“Only humans can hurt one another, Ada thought; only humans falter and betray one another with a stunning, fearsome frequency… She would fail other people throughout her life, inevitably, even those she loved best.”
Ada’s father David is the most important thing to her. For thirteen years David has been her teacher, her best friend, her guide. Ada’s life has revolved entirely around him and his work in his computer science lab, so when David begins to forget things and disappear for hours at a time, Ada’s world as she knows it rapidly changes. As David’s mind disintegrates, Ada must navigate the coming years without him. Life grows more complicated as she moves in with her father’s long time friend, and evidence surfaces that David may not be the person she thinks he is.
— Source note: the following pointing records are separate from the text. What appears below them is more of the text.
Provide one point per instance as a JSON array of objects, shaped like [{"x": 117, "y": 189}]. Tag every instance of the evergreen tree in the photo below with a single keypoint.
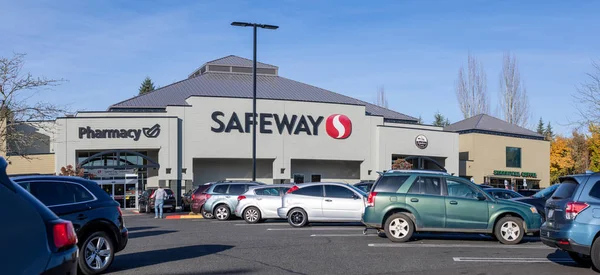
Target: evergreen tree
[
  {"x": 440, "y": 120},
  {"x": 147, "y": 86},
  {"x": 541, "y": 129},
  {"x": 548, "y": 132}
]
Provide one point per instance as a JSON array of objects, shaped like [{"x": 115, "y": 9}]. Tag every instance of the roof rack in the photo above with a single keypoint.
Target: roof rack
[{"x": 418, "y": 171}]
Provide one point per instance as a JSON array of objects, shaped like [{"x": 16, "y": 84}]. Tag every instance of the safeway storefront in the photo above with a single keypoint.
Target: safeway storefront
[{"x": 200, "y": 130}]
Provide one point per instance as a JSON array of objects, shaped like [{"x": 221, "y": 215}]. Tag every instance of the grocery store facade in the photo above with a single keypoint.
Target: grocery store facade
[{"x": 199, "y": 130}]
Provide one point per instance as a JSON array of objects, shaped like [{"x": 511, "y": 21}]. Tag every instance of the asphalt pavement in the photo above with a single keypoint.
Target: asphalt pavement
[{"x": 197, "y": 246}]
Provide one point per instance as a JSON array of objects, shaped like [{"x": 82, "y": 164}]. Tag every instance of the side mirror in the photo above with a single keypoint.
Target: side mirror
[{"x": 480, "y": 197}]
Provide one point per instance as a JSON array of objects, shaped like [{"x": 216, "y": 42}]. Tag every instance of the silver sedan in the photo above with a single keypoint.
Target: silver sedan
[
  {"x": 261, "y": 202},
  {"x": 322, "y": 202}
]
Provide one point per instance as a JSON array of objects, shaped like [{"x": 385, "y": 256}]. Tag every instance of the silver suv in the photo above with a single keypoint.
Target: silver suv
[
  {"x": 221, "y": 198},
  {"x": 261, "y": 202}
]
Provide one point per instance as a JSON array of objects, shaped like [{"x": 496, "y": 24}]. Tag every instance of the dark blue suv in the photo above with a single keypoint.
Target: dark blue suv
[{"x": 573, "y": 218}]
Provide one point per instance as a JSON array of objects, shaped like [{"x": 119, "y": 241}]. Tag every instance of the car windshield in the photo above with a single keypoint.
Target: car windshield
[
  {"x": 357, "y": 190},
  {"x": 546, "y": 192}
]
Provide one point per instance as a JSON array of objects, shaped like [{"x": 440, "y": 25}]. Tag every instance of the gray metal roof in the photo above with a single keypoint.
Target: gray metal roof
[
  {"x": 233, "y": 60},
  {"x": 235, "y": 85},
  {"x": 486, "y": 123}
]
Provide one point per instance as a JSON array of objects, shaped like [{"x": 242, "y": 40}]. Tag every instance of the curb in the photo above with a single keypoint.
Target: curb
[{"x": 185, "y": 216}]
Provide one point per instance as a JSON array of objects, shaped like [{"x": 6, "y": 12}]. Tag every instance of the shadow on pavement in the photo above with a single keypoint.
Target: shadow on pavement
[
  {"x": 463, "y": 237},
  {"x": 225, "y": 271},
  {"x": 134, "y": 235},
  {"x": 131, "y": 229},
  {"x": 562, "y": 258},
  {"x": 147, "y": 258}
]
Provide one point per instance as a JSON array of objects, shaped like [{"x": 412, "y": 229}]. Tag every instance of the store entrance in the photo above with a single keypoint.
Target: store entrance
[{"x": 124, "y": 191}]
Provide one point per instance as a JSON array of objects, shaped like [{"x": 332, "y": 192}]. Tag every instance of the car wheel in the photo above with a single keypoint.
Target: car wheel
[
  {"x": 222, "y": 213},
  {"x": 297, "y": 217},
  {"x": 509, "y": 230},
  {"x": 581, "y": 259},
  {"x": 251, "y": 215},
  {"x": 97, "y": 253},
  {"x": 206, "y": 214},
  {"x": 399, "y": 227},
  {"x": 595, "y": 254}
]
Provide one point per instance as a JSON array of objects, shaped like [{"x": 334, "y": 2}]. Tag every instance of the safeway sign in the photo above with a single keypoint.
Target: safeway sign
[{"x": 337, "y": 126}]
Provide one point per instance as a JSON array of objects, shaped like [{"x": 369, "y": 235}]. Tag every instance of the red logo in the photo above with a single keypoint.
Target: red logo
[{"x": 338, "y": 126}]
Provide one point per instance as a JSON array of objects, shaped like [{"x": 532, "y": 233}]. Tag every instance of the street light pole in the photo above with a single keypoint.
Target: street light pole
[{"x": 255, "y": 26}]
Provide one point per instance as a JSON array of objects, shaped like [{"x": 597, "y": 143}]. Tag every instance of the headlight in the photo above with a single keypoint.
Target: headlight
[{"x": 533, "y": 210}]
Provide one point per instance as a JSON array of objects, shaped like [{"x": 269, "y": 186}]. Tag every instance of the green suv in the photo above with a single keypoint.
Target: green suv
[{"x": 404, "y": 202}]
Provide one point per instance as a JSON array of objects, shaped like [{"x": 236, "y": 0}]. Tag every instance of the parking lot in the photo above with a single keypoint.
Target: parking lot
[{"x": 194, "y": 246}]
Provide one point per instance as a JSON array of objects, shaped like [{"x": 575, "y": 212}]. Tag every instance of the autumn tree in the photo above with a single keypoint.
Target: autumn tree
[
  {"x": 593, "y": 143},
  {"x": 471, "y": 89},
  {"x": 18, "y": 113},
  {"x": 579, "y": 152},
  {"x": 401, "y": 164},
  {"x": 561, "y": 159},
  {"x": 514, "y": 102},
  {"x": 147, "y": 86},
  {"x": 440, "y": 121}
]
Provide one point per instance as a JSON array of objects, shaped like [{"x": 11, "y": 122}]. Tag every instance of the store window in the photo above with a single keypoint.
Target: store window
[{"x": 513, "y": 157}]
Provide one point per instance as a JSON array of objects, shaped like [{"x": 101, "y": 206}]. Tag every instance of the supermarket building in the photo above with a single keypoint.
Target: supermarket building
[{"x": 199, "y": 130}]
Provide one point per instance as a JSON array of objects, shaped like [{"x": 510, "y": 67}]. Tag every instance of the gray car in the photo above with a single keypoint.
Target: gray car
[
  {"x": 222, "y": 198},
  {"x": 261, "y": 202},
  {"x": 322, "y": 202}
]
I think the experience of admiring and idolizing a parent and then gradually realizing that parents are fallible human beings is something to which everyone can relate. The reverence with which Ada views her father is so powerful that it’s easy to feel the confusion, frustration, and protectiveness that Ada feels when her father’s health begins to decline. The relationship between father and daughter is the foundation of the story, and the author does a wonderful job of portraying some of the complexities of that relationship.
The characters are clearly written and consistent, their actions aligning with their personalities so the interpersonal dynamics work well and were convincing. The last third of the book felt a less cohesive for me during the jumps in time back and forth to Ada’s adulthood. I didn’t connect as strongly to the older Ada as I did to the younger one, but perhaps that that’s because we spend less time with her in her adulthood than in her youth.
Still, I liked this book much more than I anticipated. The pacing was consistent through most of the book, and the cryptology as well as the mystery surrounding David’s history and eccentricity kept me interested. As the beginning of the story unfolded, I had so many questions about Ada and her upbringing. I felt like I was slowly turning these small corners, each one revealing another piece of the puzzle, which kept me wanting to keep going along with Ada as things began to unravel.